Cette assurance avait quelque chose d'imposant qui le rendait l'oracle du goût et le législateur de la mode. On n'était sûr d'avoir bien choisi le dessin d'un habit ou la couleur d'une voiture, qu'après que Blamzé avait applaudi d'un coup-d'œil. Il est bien, elle est jolie, étaient de sa bouche des mots précieux, et son silence un arrêt accablant. Le despotisme de son opinion s'étendait jusque sur la beauté, les talens, l'esprit et les grâces. Dans un cercle de femmes, celle qu'il avait honorée d'une attention particulière était à la mode dès ce même instant.
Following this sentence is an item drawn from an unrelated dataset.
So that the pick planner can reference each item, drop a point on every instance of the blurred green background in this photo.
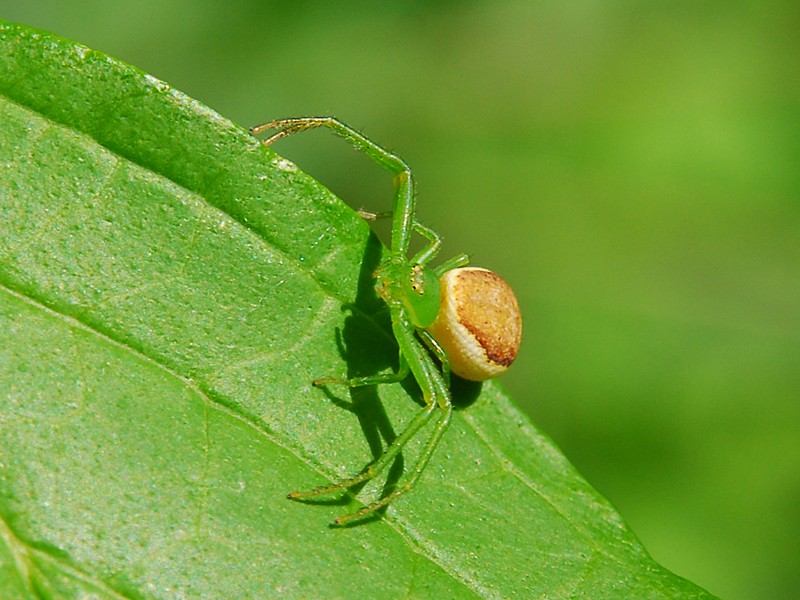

La réputation de Blamzé l'avait précédé chez Lucile; mais les déférences que lui marquaient ses rivaux eux-mêmes redoublerent l'estime qu'elle avait pour lui. Elle fut éblouie de sa beauté, et plus surprise encore de sa modestie. Il se présenta de l'air le plus respectueux, s'assit à la dernière place; mais bientôt tous les regards se dirigerent sur lui. Sa parure était un modèle de goût, tous les jeunes gens qui l'environnaient l'étudiaient avec une attention scrupuleuse. Ses dentelles, sa broderie, sa coiffure, on examinait tout; on écrivait les noms de ses marchands et de ses ouvriers. Cela est singulier, disait-on, je ne vois ces dessins, ces couleurs qu'à lui. Blamzé avouait modestement qu'il lui en coûtait peu de soin. L'industrie, disait-il, est au plus haut point; il n'y a qu'à l'éclairer et à la conduire. Il prenait du tabac en disant ces mots, et sa boîte excitait une curiosité nouvelle; elle était cependant d'un jeune artiste que Blamzé tirait de l'oubli. On lui demandait le prix de tout; il répondait en souriant, qu'il ne savait le prix de rien; et les femmes se disaient à l'oreille le nom de celle qui était chargée de ces détails.